Batz once thought he would go into family medicine and had even served as a family physician on a deployment in the Philippines, but he soon gravitated toward operational medicine, or medicine in a deployed setting.

A unique residency in aerospace medicine focusing on operational medicine gave him the opportunity to get the training he needed to become the senior medical officer (SMO) on an aircraft carrier.

It was a job he very much enjoyed, he said.

“At that point in my career, I thought that was the pinnacle of operational medicine,” he said reminiscing. “And it may still be. When you’re the SMO on an aircraft carrier, you’re sometimes 2,000 miles away over an ocean from the nearest other medical facility.”

Batz went on to be deployed multiple times serving onboard the USS Kitty Hawk.
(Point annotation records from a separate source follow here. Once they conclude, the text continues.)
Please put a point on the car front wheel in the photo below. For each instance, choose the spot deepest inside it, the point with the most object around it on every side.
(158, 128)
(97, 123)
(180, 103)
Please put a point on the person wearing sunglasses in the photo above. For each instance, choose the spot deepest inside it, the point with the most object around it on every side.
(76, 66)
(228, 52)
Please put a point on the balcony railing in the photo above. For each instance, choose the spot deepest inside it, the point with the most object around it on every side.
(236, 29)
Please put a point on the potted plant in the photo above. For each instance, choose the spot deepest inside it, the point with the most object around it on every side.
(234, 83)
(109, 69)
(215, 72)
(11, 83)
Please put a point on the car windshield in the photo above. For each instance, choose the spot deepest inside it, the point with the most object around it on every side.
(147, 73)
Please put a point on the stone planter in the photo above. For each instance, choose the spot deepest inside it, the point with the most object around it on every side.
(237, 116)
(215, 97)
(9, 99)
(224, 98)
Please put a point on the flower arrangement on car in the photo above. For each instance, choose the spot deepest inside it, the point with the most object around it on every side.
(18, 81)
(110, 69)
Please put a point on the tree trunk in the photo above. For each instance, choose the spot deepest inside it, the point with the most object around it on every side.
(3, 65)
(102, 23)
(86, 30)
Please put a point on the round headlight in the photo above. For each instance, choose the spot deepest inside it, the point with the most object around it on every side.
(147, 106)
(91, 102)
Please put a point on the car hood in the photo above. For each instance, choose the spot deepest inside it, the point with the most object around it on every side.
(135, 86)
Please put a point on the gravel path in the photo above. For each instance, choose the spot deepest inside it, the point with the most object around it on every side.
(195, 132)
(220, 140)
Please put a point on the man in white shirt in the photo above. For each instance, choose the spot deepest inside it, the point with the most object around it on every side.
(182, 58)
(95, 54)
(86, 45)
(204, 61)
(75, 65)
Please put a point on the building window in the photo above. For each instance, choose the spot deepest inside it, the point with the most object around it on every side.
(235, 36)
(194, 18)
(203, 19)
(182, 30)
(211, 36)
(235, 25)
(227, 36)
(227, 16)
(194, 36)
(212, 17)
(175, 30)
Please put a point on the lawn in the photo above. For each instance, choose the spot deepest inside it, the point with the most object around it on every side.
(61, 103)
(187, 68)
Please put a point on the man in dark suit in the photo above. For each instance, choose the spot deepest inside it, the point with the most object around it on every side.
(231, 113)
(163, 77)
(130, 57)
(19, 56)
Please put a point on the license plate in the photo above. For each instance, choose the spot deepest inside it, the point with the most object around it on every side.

He then parlayed his training as an aerospace medicine specialist into an opportunity to work for NASA, another organization with a high reliability ethos.

“The best practices of aerospace medicine dovetail perfectly into … becoming a high reliability organization,” he said.

Now, in perhaps is greatest leadership role yet, Batz is finding these experiences will serve him well as he takes command at Naval Hospital Beaufort.

Going forward his goals are fairly simple.

“The key concept is daily to work to improve communication, teamwork and readiness,” he said. “That’s been a goal of mine since Kitty Hawk.”